Il 19 maggio, nello stabilimento spezzino, si farà festa. La bobina di cavi superconduttori da 120 tonnellate di peso – 100 mila i km di filo utilizzati per realizzare tutte le bobine – varcherà i cancelli, con destinazione Porto Marghera, dove, un’azienda cuneese, la Simic, terminerà il ciclo produttivo nel proprio stabilimento veneto. E poi? Nel centro di ricerca di Cadarache, nel Sud della Francia, si darà prova concreta di decenni di studi e investimenti: riprodurre sulla Terra il meccanismo fisico che alimenta le stelle per ottenere energia pulita, rinnovabile e inesauribile.

 

Il ruolo delle bobine è fondamentale: ognuna dovrà produrre un campo magnetico «a forma di anello» (in gergo, «toroidale») che imprigioni il plasma incandescente, a 150 milioni di gradi. Lo scudo magnetico compatterà il gas incandescente, tenendolo lontano dalle pareti del serbatoio di «Iter». Per rendere le bobine superconduttive, invece, è necessario portarle a temperature molto basse, quattro gradi sopra lo zero assoluto (-273 gradi centigradi). In pochi metri, così, si ottiene uno sbalzo termico senza precedenti sul pianeta Terra e raro nel sistema solare. «Iter» sarà il tokamak – la macchina che contiene il plasma – più grande della storia: le 18 bobine toroidali, da sole, producono un campo magnetico di energia pari a 41 GigaJoule, ovvero l’energia liberata dall’esplosione di 10 tonnellate di Tnt.

 

Torniamo a San Desiderio.
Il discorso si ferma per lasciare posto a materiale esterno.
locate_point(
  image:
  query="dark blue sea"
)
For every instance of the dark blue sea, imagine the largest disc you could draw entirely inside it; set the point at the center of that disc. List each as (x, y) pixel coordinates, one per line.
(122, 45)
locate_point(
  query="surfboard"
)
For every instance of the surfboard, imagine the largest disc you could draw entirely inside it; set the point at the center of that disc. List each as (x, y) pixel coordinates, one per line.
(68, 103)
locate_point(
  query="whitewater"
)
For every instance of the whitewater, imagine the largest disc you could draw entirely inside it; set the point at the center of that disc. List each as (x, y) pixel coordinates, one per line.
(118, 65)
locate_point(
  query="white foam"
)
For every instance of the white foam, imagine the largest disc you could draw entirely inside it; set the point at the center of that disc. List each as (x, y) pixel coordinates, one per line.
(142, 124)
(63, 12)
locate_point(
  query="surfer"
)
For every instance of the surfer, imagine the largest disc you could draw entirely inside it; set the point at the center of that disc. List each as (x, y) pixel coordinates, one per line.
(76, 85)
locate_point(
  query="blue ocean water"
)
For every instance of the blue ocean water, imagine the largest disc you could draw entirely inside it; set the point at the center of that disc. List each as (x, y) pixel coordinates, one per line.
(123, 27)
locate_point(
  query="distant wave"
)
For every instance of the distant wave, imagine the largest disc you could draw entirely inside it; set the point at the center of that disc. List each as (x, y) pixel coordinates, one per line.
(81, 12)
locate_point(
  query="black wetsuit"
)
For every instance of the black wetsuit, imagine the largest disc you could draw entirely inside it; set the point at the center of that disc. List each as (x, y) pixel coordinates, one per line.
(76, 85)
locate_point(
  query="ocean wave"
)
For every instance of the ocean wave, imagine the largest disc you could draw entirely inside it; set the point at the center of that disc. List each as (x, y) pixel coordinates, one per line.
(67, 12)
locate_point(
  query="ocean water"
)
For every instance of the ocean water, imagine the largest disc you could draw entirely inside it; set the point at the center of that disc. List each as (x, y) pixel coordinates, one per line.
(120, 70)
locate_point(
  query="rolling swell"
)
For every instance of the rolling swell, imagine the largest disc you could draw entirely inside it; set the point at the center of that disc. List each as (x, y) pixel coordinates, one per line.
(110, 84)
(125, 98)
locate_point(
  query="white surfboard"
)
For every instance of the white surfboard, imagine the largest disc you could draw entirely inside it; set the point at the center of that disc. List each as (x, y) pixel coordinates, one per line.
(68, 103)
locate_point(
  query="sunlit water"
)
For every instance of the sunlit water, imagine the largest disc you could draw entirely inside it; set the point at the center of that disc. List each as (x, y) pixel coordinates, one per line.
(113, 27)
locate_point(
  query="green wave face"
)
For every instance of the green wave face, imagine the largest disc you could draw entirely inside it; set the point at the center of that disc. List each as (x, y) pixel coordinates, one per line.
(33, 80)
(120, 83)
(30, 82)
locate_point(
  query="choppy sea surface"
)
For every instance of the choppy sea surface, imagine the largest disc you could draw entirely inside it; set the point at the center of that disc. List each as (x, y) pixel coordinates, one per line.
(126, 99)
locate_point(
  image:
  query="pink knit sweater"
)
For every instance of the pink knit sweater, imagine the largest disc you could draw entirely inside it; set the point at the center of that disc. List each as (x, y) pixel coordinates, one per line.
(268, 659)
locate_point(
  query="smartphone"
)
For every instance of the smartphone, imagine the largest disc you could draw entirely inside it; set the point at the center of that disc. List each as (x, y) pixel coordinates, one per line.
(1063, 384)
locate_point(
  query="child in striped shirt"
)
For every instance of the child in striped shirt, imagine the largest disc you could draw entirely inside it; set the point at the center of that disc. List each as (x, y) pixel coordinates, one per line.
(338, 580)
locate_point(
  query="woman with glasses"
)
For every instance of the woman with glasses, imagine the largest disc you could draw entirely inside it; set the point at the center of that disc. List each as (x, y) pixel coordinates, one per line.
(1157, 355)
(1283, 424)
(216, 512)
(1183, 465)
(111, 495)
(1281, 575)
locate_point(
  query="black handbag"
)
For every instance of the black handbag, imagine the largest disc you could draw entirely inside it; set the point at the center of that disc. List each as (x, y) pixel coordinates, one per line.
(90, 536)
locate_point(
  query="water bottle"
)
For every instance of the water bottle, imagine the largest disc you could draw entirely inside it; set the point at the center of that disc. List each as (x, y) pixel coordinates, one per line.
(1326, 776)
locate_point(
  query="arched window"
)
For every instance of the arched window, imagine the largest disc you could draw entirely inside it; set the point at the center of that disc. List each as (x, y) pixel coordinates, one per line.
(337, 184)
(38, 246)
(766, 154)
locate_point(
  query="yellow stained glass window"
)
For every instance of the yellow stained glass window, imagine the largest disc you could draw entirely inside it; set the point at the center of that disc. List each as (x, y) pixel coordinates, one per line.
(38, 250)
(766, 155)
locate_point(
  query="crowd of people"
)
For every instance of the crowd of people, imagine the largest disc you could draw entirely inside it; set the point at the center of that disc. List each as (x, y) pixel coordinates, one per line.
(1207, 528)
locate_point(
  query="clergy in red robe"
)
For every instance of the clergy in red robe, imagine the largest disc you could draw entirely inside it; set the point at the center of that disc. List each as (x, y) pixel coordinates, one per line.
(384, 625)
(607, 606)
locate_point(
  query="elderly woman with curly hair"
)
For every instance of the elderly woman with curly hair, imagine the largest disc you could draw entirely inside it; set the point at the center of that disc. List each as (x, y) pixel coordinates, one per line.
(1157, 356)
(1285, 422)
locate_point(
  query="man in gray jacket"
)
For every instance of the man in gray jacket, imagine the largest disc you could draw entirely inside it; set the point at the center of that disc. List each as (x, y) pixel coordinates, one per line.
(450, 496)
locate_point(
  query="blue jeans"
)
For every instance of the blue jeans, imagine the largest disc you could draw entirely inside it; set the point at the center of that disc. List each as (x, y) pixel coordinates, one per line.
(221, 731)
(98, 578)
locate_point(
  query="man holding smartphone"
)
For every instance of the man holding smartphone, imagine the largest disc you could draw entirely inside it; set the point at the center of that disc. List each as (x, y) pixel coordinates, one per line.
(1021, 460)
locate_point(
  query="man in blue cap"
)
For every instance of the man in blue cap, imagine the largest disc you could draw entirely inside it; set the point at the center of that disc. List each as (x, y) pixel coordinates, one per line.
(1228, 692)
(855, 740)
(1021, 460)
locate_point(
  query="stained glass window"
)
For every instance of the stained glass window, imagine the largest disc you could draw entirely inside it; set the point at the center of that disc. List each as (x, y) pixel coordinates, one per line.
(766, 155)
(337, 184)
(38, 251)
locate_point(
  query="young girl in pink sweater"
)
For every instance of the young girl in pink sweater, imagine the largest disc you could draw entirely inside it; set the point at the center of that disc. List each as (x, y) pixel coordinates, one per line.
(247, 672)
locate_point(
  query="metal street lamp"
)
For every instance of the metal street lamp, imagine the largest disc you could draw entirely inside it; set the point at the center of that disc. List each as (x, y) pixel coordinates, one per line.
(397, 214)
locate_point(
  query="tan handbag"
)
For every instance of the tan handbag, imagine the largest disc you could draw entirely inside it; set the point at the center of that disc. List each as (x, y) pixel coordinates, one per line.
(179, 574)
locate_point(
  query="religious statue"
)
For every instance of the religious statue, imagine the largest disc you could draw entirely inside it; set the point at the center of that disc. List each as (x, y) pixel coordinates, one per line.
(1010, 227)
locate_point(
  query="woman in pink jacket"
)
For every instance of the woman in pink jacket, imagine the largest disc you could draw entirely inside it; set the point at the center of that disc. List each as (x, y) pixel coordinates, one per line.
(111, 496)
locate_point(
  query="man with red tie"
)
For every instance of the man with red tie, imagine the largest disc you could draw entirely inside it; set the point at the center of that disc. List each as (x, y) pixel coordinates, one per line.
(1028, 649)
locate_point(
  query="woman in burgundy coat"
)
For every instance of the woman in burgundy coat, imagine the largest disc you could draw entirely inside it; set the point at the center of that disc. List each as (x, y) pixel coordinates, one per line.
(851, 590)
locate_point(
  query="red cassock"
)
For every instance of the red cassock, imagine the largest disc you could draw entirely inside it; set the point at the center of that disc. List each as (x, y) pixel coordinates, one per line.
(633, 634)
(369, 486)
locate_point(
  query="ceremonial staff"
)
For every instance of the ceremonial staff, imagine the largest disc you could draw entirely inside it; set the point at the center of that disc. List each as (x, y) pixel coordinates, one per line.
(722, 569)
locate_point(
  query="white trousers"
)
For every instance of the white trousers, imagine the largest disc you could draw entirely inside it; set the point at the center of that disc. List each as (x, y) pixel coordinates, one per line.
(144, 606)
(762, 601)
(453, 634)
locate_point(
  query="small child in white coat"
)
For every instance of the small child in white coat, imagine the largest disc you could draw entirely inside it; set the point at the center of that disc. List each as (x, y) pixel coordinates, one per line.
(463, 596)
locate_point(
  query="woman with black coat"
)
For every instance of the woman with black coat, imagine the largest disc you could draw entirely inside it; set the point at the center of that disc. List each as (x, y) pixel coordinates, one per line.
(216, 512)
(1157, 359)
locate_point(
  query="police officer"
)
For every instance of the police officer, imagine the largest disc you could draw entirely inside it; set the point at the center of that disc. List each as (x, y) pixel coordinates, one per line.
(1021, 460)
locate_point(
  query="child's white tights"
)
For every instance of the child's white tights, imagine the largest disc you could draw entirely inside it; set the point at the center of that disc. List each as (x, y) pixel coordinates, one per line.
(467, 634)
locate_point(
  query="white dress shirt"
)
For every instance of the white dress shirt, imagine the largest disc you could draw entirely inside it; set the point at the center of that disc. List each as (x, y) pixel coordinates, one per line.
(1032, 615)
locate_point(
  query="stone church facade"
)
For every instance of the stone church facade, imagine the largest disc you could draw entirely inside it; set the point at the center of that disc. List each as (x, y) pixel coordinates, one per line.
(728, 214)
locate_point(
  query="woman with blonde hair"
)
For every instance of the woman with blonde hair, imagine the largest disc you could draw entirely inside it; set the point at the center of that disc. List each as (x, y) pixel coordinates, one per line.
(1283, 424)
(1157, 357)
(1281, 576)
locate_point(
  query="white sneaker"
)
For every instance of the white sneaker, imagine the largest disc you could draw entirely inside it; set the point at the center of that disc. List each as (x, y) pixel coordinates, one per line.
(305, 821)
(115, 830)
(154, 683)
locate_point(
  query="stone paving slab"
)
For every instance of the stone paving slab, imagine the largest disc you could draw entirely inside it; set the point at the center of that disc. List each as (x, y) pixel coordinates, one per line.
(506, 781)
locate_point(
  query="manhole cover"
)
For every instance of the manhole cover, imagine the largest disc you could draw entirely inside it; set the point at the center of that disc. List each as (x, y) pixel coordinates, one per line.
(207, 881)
Dove già nel 2003 si immagina un futuro legato alla combinazione di boro e magnesio. «Forse si sono sottostimati i tempi di sviluppo – dice Grasso – ma, capiti gli sbocchi industriali, possiamo dire di aver visto giusto, perché altre tecnologie sono in ritardo». Le applicazioni dei fili superconduttivi si sono ampliate rispetto al primo sbocco naturale, quello medico, con l’impiego nei macchinari per realizzare la risonanza magnetica. «Da allora il mercato ci ha qualificati e ora siamo pronti per il resto», osserva Malacalza. I generatori eolici sono un primo esempio di applicazione: volumi e peso possono essere ridotti anche di un quarto, con notevoli risparmi. E poi c’è il futuro nell’aeronautica. Il sogno è alimentare gli aerei con motori elettrici come sta facendo Eads. Il perché è semplice: immaginate un’alimentazione con fili di rame.

 

La conduttività è di 1 ampère per millimetro quadrato di sezione: con i superconduttori della «Columbus» si arriva a 1000 ampère per ogni millimetro: è il famoso fattore 1000.

 

Dimensioni ridotte, resa maggiore. Quel che potrebbe essere sostenibile e interessante per lanciare definitivamente il motore elettrico nelle navi, con armatori sempre più coinvolti nel progetto. E, infine, si ritorna nello stabilimento di Genova Campi, dove con il nuovo filo è stata realizzata l’applicazione che potrebbe essere più immediata: il sistema anti-blackout «Sfcl» («Superconducting Fault Current Limiter»), rivolto alle «utilities», di cui è già stato realizzato un prototipo testato nei laboratori di Berlino, assieme ad Asg. Il superconduttore, «trasparente» alla rete elettrica in condizioni normali, si comporta come un potente freno al verificarsi di un cortocircuito, eliminando i danni potenziali.

 

La sfida, quindi, è lanciata. Dalla Silicon Valley ligure si guarda al mondo, al progetto «Iter» e ai cavi per il Cern di Ginevra, impegnato nelle ricerche sull’infinitamente piccolo. Un futuro legato a un filo, superconduttore.